Let me start by saying that I’m not a Scala or Kotlin specialist. I work as a full-time Android developer and take every chance to experiment with the new things that happen in our world — always looking for the simpler solutions. That’s why I love KOTLIN so much: it’s becoming more and more popular, is really well supported by JetBrains (the company behind IntelliJ IDEA) and gives me an excuse to write about it here on Medium — you know; sometimes we all need some inspiration to write down our thoughts!
10 mistakes to avoid when starting your projects in Kotlin:
- Don’t neglect to mention kotlin-stdlib dependency version in your buildscript dependencies section.
The most common error related to this mistake is shown in the following screenshot:
The cure for this disease is to add one line of code into your build.gradle file in the dependencies section, right before applies plugin: ‘kotlin-android’:
- Don’t forget to add JvmTarget parameter while targeting a JRE version in gradle.
You might get IntelliJ IDEA complaining that the selected target doesn’t match the JDK , if you neglect to handle this. In order for your project to be able to build successfully, just add the below line of code into your build.gradle file:
- Don’t forget to register all needed extensions from Kotlin stdlib using kotlin-allopen Gradle plugin
The most common error related with this mistake is shown in the following screenshot:
In order for your project not to complain about missing items from the stdlib, just add these lines of code to your build.gradle file right before apply plugin: ‘kotlin-android’:
- Don’t ignore Gradle errors related to annotation processors
If you receive the following error: Error 🙁 53, 0) error: The Kotlin compiler does not support annotation processing. Please compile your Java code together with Kotlin code or configure Kotlin compiler to use the standard javac compiler, Note that this dependency may be included in future versions. You can read more about it here. Just register com.fasterxml.jackson as a kapt dependency like below (be careful to put it right after other dependencies). Beware though, not all of your project’s dependencies will work properly without registering kapt at first place! Here is how it looks like on my buildscript dependencies: Now, all you need to do is to click on the “Run” button and everything should work as expected.
- Don’t neglect using retrolambda Gradle plugin
If you don’t use this plugin, IntelliJ IDEA will complain of usage of lambda expressions in your code: Error 🙁 45, 23) error: Argument 1: incompatible with Expanded Function Type Use -Xlint:all,-get-class if necessary to suppress it. To solve that just add this line into your buildscript dependencies section: And then — run the application on a device or emulator, everything should seem fine! 🙂
- Try not to ignore unresolved Kotlin extension function errors
You might get some interesting errors like this one: Error :(1, 9) error: cannot find class/field: ‘String’ (Make sure you import it and provide a valid path to the file containing the missing element.
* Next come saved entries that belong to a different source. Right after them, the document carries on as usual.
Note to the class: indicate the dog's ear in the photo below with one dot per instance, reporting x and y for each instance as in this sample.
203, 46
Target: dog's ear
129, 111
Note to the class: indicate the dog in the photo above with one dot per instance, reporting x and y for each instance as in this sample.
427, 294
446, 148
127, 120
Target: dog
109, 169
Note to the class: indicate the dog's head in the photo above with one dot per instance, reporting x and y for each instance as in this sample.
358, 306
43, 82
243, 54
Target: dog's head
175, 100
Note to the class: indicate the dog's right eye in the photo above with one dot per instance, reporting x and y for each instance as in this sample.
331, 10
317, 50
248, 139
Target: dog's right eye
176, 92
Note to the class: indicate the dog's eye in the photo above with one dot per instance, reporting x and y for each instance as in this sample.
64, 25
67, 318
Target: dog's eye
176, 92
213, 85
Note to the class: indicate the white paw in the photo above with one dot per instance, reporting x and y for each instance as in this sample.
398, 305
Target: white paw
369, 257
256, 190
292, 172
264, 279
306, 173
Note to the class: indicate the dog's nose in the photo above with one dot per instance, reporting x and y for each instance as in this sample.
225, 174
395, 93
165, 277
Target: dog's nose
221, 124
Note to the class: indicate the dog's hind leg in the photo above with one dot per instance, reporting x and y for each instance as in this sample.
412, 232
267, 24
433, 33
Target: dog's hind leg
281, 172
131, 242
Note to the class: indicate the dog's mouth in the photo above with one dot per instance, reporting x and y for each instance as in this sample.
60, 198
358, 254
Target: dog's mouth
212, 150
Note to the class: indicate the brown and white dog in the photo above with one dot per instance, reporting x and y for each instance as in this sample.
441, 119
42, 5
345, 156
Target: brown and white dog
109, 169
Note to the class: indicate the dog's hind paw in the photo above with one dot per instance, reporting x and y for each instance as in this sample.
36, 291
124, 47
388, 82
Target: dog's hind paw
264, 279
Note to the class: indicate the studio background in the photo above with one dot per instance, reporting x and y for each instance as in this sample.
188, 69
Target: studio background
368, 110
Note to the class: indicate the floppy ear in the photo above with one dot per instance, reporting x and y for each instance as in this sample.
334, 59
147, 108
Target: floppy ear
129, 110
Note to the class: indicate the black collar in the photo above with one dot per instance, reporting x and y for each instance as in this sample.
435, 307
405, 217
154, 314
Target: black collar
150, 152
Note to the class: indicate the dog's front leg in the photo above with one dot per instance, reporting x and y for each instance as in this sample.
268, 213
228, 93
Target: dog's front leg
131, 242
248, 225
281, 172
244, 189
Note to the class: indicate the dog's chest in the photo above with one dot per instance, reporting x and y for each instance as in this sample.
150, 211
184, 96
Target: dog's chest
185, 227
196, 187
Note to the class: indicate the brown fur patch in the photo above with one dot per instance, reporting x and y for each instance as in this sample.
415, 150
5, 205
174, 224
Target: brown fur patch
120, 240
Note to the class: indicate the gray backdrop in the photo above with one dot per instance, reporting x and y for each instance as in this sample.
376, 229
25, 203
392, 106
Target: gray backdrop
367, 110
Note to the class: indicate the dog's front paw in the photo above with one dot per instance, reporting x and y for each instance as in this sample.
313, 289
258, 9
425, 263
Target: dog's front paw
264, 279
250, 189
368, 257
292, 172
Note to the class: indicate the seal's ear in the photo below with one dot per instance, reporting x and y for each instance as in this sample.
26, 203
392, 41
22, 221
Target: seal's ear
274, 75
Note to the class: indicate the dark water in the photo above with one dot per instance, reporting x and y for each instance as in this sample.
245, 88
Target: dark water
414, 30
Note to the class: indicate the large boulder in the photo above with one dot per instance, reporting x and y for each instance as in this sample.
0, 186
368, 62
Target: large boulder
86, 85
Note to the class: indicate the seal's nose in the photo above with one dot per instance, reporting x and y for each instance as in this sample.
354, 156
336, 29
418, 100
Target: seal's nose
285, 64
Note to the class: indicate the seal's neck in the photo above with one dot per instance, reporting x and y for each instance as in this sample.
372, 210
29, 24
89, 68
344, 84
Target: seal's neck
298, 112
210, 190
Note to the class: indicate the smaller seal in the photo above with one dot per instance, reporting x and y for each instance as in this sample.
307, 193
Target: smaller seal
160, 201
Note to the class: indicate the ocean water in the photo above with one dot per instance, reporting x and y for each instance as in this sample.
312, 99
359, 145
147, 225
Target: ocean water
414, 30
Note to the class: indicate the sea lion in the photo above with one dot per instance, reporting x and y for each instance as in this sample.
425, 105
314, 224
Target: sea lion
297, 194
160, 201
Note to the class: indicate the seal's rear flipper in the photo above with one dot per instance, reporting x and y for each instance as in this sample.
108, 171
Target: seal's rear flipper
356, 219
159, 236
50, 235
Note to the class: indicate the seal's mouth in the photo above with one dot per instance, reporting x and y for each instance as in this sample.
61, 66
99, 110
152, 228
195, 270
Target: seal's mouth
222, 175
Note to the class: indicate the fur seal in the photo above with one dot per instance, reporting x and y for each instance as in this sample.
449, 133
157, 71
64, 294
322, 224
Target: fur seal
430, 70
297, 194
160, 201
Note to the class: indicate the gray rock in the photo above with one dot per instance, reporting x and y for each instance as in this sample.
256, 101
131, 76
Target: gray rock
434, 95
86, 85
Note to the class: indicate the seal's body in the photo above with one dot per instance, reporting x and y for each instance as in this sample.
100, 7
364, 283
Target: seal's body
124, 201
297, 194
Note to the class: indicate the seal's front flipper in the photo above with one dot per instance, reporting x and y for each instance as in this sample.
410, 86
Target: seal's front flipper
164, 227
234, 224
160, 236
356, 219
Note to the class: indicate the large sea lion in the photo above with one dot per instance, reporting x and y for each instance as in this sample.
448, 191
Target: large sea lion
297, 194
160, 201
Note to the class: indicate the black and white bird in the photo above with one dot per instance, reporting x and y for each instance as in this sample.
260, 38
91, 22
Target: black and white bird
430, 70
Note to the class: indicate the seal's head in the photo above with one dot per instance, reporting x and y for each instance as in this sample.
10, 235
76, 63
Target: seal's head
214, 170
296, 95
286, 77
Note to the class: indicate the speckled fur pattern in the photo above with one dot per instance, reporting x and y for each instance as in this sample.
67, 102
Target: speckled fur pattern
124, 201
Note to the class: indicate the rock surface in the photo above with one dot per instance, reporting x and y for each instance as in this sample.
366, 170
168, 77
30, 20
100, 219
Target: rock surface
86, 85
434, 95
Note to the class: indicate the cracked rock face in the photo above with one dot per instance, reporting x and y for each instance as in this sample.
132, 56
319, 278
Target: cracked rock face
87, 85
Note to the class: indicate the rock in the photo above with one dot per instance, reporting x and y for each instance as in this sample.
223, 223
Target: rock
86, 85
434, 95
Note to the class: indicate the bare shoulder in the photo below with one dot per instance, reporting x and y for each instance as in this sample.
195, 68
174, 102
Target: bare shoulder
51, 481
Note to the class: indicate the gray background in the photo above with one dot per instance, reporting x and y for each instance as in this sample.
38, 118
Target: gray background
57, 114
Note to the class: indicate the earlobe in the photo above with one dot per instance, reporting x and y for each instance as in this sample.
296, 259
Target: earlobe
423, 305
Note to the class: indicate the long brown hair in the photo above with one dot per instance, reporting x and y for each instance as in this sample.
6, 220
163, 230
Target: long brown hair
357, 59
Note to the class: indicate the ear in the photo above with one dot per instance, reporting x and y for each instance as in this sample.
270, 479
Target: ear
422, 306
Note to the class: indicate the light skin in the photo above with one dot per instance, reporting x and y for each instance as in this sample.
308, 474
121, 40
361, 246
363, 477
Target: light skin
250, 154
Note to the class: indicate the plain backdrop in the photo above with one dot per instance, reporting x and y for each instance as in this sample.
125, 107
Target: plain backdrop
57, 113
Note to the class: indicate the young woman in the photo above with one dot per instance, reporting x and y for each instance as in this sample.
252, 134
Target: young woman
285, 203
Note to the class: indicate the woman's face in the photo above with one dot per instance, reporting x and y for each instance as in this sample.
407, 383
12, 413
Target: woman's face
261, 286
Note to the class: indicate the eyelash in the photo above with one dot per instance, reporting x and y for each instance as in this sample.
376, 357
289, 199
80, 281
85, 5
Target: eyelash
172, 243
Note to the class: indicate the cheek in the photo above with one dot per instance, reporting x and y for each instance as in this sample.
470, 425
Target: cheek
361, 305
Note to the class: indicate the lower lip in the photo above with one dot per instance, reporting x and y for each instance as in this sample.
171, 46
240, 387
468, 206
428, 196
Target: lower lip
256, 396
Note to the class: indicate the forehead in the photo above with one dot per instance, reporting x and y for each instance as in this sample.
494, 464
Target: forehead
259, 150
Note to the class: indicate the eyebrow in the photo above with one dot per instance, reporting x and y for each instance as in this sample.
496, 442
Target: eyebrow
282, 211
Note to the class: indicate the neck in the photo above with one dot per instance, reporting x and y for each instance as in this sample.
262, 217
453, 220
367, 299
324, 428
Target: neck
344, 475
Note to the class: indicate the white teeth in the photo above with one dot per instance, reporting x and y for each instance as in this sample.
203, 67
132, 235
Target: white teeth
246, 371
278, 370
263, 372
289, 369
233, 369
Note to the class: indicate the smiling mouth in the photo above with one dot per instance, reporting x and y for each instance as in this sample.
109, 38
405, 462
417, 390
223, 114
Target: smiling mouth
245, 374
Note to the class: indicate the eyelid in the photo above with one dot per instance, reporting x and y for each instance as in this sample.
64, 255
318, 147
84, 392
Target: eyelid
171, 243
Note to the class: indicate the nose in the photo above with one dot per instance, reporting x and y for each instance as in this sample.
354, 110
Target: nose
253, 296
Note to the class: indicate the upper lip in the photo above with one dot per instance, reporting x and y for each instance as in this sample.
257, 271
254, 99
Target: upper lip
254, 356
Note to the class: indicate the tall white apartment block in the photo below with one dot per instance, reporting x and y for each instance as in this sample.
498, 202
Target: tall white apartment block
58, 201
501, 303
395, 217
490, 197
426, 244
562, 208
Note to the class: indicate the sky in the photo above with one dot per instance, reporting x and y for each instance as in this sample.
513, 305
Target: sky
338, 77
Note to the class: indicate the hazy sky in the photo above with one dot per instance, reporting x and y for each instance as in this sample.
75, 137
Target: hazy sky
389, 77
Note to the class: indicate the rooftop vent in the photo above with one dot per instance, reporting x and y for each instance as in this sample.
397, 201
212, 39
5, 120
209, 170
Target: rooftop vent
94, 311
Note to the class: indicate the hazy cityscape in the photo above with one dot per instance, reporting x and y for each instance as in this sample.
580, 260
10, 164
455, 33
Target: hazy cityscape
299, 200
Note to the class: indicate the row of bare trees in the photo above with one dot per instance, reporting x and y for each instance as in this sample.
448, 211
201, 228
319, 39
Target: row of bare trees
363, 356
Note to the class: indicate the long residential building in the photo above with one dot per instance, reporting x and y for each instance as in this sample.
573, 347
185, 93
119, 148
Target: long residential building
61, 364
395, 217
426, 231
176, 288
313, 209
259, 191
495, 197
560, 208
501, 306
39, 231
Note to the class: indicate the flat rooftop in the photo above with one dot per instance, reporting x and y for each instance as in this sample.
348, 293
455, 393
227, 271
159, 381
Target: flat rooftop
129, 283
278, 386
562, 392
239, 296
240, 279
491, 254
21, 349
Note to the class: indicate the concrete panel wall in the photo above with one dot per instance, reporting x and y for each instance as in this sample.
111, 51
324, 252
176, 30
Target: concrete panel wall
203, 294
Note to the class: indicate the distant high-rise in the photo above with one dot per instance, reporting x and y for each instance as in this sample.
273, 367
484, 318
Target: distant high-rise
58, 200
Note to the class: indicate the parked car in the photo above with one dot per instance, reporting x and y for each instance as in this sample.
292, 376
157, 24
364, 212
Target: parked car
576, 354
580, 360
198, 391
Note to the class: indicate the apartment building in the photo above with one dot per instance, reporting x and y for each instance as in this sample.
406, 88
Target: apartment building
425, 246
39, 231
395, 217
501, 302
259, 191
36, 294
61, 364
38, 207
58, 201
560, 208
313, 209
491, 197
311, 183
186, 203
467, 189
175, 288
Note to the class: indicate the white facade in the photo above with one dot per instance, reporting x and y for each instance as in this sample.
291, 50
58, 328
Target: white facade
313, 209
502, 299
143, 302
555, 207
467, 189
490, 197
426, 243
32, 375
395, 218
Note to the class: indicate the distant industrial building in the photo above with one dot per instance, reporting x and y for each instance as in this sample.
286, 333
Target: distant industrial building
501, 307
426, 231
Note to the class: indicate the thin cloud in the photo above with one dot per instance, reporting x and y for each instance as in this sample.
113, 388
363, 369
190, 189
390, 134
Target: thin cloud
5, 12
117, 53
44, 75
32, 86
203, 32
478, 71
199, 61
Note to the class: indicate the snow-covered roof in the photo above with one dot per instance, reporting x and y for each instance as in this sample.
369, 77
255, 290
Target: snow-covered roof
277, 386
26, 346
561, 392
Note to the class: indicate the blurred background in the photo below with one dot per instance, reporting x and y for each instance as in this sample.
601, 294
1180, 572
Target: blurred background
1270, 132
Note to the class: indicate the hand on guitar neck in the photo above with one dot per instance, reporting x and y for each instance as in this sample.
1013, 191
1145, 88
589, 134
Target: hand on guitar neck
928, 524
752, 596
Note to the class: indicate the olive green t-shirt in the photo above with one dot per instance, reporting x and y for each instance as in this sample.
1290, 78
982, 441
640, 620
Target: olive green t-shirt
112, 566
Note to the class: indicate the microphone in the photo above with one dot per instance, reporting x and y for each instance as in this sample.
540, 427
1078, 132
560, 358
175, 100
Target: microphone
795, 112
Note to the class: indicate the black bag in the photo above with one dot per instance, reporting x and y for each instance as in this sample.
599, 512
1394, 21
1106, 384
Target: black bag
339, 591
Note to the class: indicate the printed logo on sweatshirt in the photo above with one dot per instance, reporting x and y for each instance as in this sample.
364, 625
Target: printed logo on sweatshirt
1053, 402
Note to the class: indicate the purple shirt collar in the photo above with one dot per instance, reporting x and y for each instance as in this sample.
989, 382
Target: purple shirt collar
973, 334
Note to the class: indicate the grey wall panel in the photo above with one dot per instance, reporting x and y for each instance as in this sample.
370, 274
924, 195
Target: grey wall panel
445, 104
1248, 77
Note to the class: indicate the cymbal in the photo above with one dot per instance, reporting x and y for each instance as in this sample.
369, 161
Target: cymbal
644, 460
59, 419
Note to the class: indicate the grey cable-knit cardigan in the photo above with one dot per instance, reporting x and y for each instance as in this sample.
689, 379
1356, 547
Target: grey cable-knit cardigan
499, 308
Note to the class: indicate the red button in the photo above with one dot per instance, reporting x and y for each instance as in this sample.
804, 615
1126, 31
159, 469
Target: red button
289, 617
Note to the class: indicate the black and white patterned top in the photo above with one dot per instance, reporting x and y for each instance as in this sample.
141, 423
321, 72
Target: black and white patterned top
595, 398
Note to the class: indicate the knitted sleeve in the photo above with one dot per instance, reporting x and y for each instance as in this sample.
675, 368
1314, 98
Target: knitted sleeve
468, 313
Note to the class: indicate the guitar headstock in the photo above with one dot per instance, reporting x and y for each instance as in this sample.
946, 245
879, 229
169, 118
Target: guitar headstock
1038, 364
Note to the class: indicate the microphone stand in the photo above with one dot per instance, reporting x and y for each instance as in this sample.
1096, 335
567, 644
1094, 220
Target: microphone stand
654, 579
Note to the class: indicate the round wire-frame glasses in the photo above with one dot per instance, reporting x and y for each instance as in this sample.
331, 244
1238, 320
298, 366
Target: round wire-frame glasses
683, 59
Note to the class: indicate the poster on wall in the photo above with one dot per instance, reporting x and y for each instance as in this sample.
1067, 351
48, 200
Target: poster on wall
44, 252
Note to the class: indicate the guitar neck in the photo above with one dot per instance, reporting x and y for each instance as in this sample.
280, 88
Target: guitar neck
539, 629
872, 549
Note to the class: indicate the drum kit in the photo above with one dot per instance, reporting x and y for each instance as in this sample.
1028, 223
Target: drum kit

You can read more about this here. To solve that just add these lines of code into your build.gradle file:
- Don’t forget to use Kotlin Android Extensions Gradle plugin
A lot of people neglect using this plugin because they have no idea what is all those useful things included in it. This is basically a must-have tool for every Android developer who wants to write cleaner code without compromising speed or experience! Just go ahead and follow the documentation on how to integrate it with your project…easy as 🙂
- Try not to ignore unresolved Kotlin dependency errors
Just add these lines of code into your build.gradle file:
- Try not to ignore Gradle version mismatch warnings, produced by the kotlin-android Gradle plugin on old or newer versions of Android Studio
In order for your project not to complain about this, just add the line shown below in your build gradle file:
- Don’t forget to add non existing imports from IntelliJ IDEA inspections just add these lines of code into your build script dependencies section: You can read more about this here.
That was all with the most common mistakes that I have seen people doing while writing their first Java-Kotlin apps! Do you have any that I missed? Let me know in the comments, I would love to hear about them 🙂
As I said at the top of the blog post, these are only 10 most common mistakes. If you want to see more, make sure to check out this awesome article, it’s a good read!